Sudirman Said Nilai Syarat Jadi Pemimpin Indonesia Terlalu Longgar: Tidak Heran Ada Pengingkaran Etika
Sudirman menyoroti syarat yang diatur dalam Pasal 169 Undang-Undang Pemilu Nomor 7 Tahun 2017.
Mantan Menteri ESDM ini mengajak semua pihak untuk mengkaji kembali konsep kepemimpinan nasional setelah Pemilu 2024.
Sudirman Said Nilai Syarat Jadi Pemimpin Indonesia Terlalu Longgar: Tidak Heran Ada Pengingkaran Etika
Ketua Institut Harkat Negeri atau IHN sekaligus Co-captain Tim Nasional Pemenangan Anies Baswedan-Muhaimin Iskandar (Timnas AMIN), Sudirman Said menilai syarat untuk menjadi pemimpin nasional baik presiden dan wakil presiden di Indonesia terlalu longgar.
Sudirman menyoroti syarat yang diatur dalam Pasal 169 Undang-Undang Pemilu Nomor 7 Tahun 2017. Menurutnya, syarat dalam aturan itu juga tidak mencakup aspek kualitatif.
"Kriteria yang terlalu normatif dan administratif, tidak diperkuat dengan aspek kualitatif menyebabkan saringan begitu longgar. Nyaris setiap orang yang tamat SLTA dapat memasuki arena kontestasi pemilihan pimpinan tertinggi negara," kata Sudirman dalam keterangan tertulis, dikutip Minggu (17/3).
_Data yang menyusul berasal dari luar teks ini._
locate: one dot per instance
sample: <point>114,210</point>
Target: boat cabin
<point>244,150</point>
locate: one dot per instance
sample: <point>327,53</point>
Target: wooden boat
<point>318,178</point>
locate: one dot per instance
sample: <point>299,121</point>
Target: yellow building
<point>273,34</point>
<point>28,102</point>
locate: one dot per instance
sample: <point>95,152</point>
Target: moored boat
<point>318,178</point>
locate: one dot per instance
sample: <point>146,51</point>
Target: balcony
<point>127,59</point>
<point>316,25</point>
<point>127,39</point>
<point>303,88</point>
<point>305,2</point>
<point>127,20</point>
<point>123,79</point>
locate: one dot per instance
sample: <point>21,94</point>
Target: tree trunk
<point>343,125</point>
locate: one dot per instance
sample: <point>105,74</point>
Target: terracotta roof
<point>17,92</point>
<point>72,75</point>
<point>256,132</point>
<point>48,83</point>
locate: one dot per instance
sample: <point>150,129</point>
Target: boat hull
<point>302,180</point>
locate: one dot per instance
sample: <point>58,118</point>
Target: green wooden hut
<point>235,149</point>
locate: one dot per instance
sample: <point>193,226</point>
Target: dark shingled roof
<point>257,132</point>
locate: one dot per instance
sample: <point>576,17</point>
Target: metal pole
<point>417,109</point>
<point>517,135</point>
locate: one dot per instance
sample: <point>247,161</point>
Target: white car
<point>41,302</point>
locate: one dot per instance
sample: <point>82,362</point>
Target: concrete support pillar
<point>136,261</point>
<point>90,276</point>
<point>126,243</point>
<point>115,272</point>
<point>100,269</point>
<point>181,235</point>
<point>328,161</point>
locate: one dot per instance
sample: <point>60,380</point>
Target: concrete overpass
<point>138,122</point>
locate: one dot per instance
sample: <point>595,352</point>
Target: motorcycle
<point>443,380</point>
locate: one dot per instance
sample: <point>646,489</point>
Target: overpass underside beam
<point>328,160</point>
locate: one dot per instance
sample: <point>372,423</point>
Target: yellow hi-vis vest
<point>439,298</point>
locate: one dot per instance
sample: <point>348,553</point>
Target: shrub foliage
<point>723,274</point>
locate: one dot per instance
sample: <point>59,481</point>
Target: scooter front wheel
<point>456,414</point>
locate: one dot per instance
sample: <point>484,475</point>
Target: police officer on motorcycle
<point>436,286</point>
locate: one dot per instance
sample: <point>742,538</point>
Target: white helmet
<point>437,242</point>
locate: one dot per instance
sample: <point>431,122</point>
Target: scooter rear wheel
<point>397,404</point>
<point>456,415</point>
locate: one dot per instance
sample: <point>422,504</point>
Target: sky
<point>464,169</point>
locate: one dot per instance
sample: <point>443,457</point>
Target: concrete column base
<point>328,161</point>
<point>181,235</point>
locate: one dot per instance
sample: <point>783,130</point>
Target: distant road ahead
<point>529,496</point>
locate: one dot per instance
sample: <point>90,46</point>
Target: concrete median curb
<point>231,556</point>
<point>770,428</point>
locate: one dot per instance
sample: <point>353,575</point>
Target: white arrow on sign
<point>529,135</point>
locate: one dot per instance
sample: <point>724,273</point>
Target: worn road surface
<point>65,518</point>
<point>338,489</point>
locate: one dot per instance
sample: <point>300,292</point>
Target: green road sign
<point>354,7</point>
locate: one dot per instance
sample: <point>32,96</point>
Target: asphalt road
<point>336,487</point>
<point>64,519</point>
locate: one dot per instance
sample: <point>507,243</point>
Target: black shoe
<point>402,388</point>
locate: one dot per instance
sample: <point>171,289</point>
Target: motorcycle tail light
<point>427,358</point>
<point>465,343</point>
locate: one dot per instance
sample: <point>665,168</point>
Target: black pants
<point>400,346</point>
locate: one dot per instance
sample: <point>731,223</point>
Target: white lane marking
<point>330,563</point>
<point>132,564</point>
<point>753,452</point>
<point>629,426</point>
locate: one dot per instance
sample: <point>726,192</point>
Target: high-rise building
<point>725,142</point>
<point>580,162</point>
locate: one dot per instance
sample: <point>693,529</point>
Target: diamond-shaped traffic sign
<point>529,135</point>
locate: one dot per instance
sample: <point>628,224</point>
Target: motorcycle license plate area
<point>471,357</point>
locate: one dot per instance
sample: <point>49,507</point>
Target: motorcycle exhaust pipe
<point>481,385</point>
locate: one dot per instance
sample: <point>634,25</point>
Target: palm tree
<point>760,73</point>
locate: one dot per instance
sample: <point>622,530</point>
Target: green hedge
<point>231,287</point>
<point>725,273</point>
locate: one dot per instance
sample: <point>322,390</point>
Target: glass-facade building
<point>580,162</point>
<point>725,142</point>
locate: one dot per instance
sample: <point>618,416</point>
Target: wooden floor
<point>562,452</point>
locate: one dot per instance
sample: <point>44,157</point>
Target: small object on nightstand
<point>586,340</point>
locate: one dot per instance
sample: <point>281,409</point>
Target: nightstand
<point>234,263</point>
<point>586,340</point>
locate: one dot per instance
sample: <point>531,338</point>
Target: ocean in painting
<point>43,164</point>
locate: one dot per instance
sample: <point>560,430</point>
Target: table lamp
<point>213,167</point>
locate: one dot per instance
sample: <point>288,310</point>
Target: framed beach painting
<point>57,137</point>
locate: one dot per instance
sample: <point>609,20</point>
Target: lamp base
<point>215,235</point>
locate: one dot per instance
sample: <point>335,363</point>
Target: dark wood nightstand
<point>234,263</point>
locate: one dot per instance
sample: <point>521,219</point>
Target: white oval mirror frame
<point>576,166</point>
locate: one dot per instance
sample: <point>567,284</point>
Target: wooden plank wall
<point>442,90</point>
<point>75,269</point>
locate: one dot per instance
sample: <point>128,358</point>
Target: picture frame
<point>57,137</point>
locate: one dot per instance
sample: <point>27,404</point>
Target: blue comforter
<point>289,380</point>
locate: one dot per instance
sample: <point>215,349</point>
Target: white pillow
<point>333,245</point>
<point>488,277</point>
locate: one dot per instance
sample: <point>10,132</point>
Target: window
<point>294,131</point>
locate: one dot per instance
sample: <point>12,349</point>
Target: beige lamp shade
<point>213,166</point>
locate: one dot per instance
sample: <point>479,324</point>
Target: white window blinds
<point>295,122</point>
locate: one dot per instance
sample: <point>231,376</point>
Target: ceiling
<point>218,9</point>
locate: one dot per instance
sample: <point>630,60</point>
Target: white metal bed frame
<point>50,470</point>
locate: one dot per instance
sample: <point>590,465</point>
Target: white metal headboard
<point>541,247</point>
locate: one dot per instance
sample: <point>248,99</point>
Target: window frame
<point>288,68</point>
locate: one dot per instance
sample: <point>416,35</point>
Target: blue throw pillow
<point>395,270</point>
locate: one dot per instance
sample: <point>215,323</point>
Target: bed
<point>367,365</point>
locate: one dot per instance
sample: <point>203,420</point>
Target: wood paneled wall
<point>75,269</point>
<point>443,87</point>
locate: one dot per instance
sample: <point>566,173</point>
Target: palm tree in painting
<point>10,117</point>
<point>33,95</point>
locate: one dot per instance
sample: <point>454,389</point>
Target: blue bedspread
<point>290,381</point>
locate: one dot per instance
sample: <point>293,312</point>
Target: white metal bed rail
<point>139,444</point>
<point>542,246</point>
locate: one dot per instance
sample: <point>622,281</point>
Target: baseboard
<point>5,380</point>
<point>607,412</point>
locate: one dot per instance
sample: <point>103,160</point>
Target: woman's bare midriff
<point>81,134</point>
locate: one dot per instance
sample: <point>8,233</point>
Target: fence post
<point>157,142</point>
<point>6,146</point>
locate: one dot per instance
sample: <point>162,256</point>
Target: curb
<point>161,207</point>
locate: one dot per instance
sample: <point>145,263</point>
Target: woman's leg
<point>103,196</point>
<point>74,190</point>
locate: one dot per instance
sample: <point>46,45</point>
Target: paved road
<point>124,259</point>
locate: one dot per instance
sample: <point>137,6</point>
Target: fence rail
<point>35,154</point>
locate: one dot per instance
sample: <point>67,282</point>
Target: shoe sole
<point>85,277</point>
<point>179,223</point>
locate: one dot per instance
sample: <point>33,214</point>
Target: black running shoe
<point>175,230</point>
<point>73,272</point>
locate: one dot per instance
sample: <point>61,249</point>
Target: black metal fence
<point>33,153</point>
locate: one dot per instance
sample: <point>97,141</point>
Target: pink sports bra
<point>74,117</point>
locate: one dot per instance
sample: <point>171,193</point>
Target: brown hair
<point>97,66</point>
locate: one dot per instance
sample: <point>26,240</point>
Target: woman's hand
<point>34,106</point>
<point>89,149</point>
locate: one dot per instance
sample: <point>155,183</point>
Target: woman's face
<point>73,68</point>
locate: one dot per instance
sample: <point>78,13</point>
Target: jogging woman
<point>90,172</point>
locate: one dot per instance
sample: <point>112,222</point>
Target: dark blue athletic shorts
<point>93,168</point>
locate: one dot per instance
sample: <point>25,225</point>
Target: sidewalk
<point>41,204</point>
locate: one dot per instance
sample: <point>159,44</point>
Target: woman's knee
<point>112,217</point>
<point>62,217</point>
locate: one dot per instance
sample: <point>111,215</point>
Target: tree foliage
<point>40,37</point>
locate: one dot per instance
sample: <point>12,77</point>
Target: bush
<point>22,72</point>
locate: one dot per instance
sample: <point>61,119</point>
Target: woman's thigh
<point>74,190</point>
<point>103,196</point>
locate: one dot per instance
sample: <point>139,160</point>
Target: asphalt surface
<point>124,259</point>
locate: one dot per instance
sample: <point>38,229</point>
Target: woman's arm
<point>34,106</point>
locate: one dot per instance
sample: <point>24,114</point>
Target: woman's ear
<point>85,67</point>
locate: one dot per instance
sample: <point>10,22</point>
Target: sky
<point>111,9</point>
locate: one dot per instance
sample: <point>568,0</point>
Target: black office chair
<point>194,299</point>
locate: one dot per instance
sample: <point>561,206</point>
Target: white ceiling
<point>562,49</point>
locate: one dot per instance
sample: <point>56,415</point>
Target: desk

Mantan Menteri ESDM ini mengajak semua pihak untuk mengkaji kembali konsep kepemimpinan nasional setelah Pemilu 2024.
Sebab, Sudirman menilai syarat kepemimpinan yang terlalu longgar membuat siapapun seolah diperbolehkan masuk ke arena kontestasi tanpa saringan yang ketat.
Hal itu, dipandang Sudirman sebagai suatu ironi. Pasalnya, kata dia, untuk menjadi pemimpin perusahaan yang sifatnya mikro saja butuh berbagai persyaratan yang amat ketat.
"Syarat di perusahaan saja, jadi CEO punya syarat ketat dan rumit. Itu sektor mikro satu institusi, sementara memimpin negara syarat masuknya sangat longgar. Kalau standard dan pola rekrutmen pemimpin tertinggi saja sudah begitu, lantas bagaimana dengan yang lain?"
ucapnya.
merdeka.com
Sudirman mengaku khawatir dengan longgarnya syarat kepemimpinan tertinggi di Tanah Air. Pasalnya, ujar dia, biaa menyebabkan terjadinya degradasi di lapis kepemimpinan berikutnya hingga ke bawah.
"Maka tidak heran, pengingkaran pada etika, norma hingga ilmu pengetahuan menjadi wajar karena buruknya kualitas kepemimpinan kita," kata Sudirman.